- Aanhoudende noten: dit zijn noten die met een constante toonhoogte en volume worden gespeeld. Ze kunnen worden gecreëerd door lucht over het embouchuregat van de fluit te blazen.
- Vibrato: dit is een kleine variatie in toonhoogte die ontstaat door het oscilleren van de luchtstroom. Vibrato kan worden toegevoegd aan aanhoudende noten of worden gebruikt om een expressiever geluid te creëren.
- Trillingen: dit zijn snelle afwisselingen tussen twee noten. Trillers worden vaak gebruikt om versiering aan een melodie toe te voegen.
- Glissandos: dit zijn soepele glijbanen van de ene toonhoogte naar de andere. Glissando's kunnen worden gecreëerd door geleidelijk de positie van de vingers van de speler op de toetsen te veranderen.

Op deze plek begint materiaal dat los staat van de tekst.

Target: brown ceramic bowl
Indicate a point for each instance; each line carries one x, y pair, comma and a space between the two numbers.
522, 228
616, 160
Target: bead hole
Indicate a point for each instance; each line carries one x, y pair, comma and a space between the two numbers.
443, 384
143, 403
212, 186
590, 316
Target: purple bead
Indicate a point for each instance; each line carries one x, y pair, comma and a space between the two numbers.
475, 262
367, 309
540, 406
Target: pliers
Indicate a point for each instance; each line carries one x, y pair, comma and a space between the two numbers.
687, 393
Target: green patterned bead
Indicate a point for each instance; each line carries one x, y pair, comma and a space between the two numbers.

- Fladderende tong: dit is een techniek die een rollend of trillend geluid produceert. Het wordt gecreëerd door de tong snel tegen het gehemelte te laten trillen.
- Spuugtonen: dit zijn hoge tonen die ontstaan door in de fluit te spugen. Spit-tonen worden vaak gebruikt voor speciale effecten.
- Toetsklikken: dit zijn geluiden die ontstaan wanneer de toetsen van de fluit worden ingedrukt of losgelaten. Toetsklikken kunnen worden gebruikt om ritmische interesse aan een muziekstuk toe te voegen.
Het geluid van een fluit kan variëren, afhankelijk van het type fluit dat wordt bespeeld, de materialen die zijn gebruikt om de fluit te maken en de techniek van de speler.